Zulip Chat Archive
Stream: new members
Topic: Irreducible
vxctyxeha (Jun 04 2025 at 18:49):
I proved that if n
is a prime, then p(x)=xn−1+⋯+x+1
is irreducible over Z
But how to split a and b? Is there such an equation in mathlib?
import Mathlib
open Polynomial Nat
theorem irreducible_geom_sum_iff_prime (p : ℕ) (hp_ge_2 : 2 ≤ p) :
Fact p.Prime ↔ Irreducible (∑ i ∈ Finset.range p, X ^ i : ℤ[X]) := by
constructor
· -- 方向 1: Fact p.Prime → Irreducible (∑ X^i)

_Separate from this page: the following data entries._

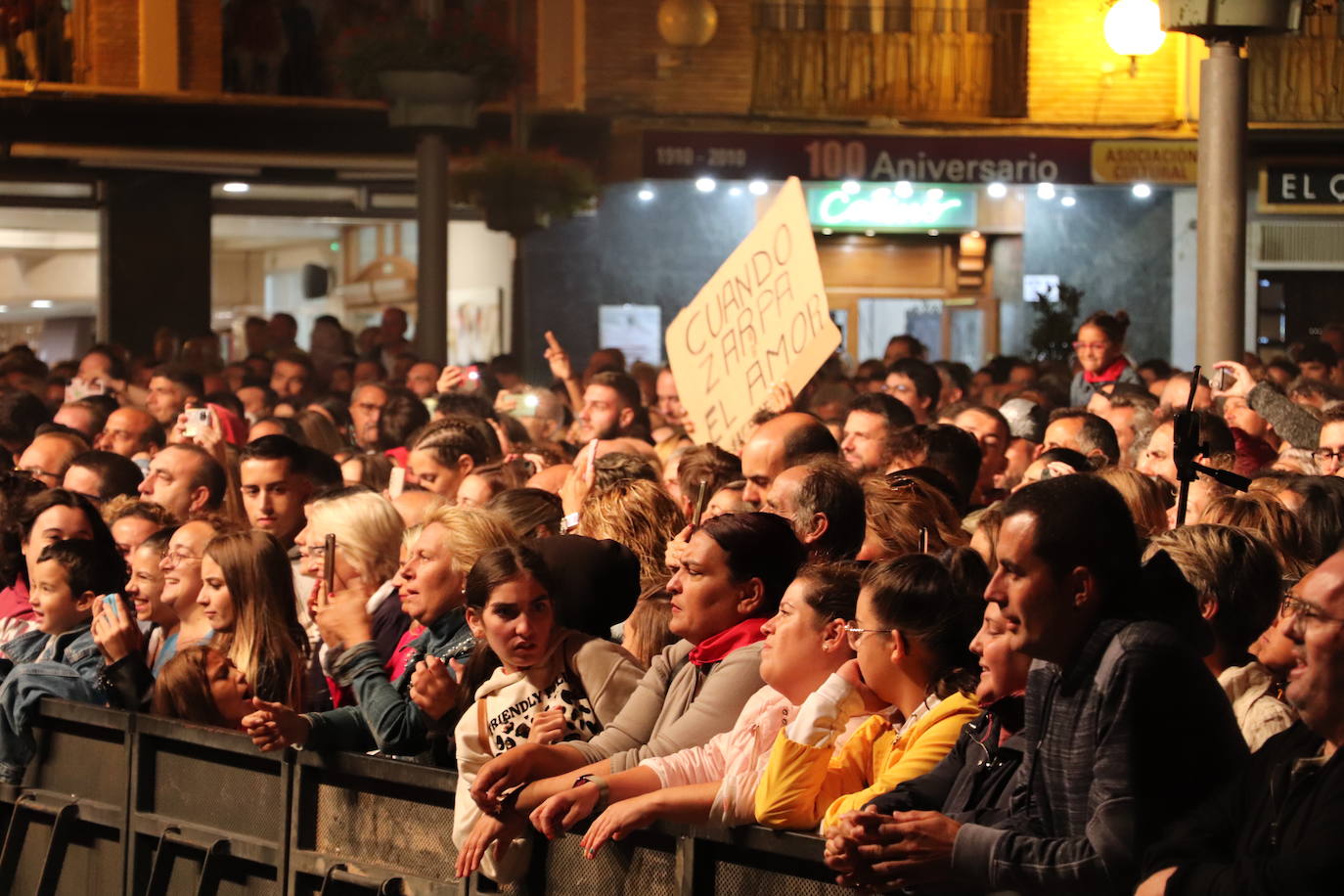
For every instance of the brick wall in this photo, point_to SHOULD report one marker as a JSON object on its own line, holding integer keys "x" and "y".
{"x": 632, "y": 68}
{"x": 201, "y": 45}
{"x": 1066, "y": 83}
{"x": 113, "y": 43}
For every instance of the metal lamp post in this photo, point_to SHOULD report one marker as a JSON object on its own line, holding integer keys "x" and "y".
{"x": 1221, "y": 266}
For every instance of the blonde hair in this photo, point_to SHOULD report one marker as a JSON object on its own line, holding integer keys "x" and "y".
{"x": 367, "y": 528}
{"x": 646, "y": 632}
{"x": 1236, "y": 568}
{"x": 268, "y": 644}
{"x": 639, "y": 515}
{"x": 126, "y": 506}
{"x": 470, "y": 532}
{"x": 1262, "y": 514}
{"x": 1142, "y": 496}
{"x": 898, "y": 512}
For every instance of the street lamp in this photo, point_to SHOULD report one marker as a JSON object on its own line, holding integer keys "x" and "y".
{"x": 1133, "y": 28}
{"x": 1221, "y": 233}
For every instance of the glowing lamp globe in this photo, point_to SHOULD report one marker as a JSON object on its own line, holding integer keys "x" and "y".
{"x": 1133, "y": 28}
{"x": 687, "y": 23}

intro hp_fact -- hp_fact : Fact p.Prime
rw [← (@cyclotomic_prime ℤ _ p hp_fact)]
apply cyclotomic.irreducible
exact Nat.Prime.pos hp_fact.out
intro h_irred_sum -- h_irred_sum : Irreducible (∑ i ∈ Finset.range p, X ^ i)
have p_is_prime : p.Prime :=by
by_contra h_not_prime_p_proof
obtain ⟨a, ha_dvd_p, ha_one_lt_a, ha_lt_p⟩ : ∃ a, a ∣ p ∧ 1 < a ∧ a < p :=
Nat.exists_dvd_of_not_prime2 hp_ge_2 h_not_prime_p_proof
obtain ⟨b, p_eq_ab⟩ := exists_eq_mul_left_of_dvd ha_dvd_p
have hb_one_lt_b : 1 < b :=by
rw [p_eq_ab] at ha_lt_p
by_cases h_b_is_zero : b = 0
rw [h_b_is_zero] at p_eq_ab; linarith [p_eq_ab, hp_ge_2];exact one_lt_of_lt_mul_left ha_lt_p
rw [p_eq_ab] at h_irred_sum
rw [← geom_sum₂_with_one ] at h_irred_sum
simp only [one_pow, mul_one] at h_irred_sum
Aaron Liu (Jun 04 2025 at 18:57):
Can you tell me exactly what you mean by "split"? What do you want to split?
vxctyxeha (Jun 04 2025 at 19:21):
image.png
i need to prove contradiction
Aaron Liu (Jun 04 2025 at 19:42):
import Mathlib
-- What should I call this? `geom_sum_mul` is taken.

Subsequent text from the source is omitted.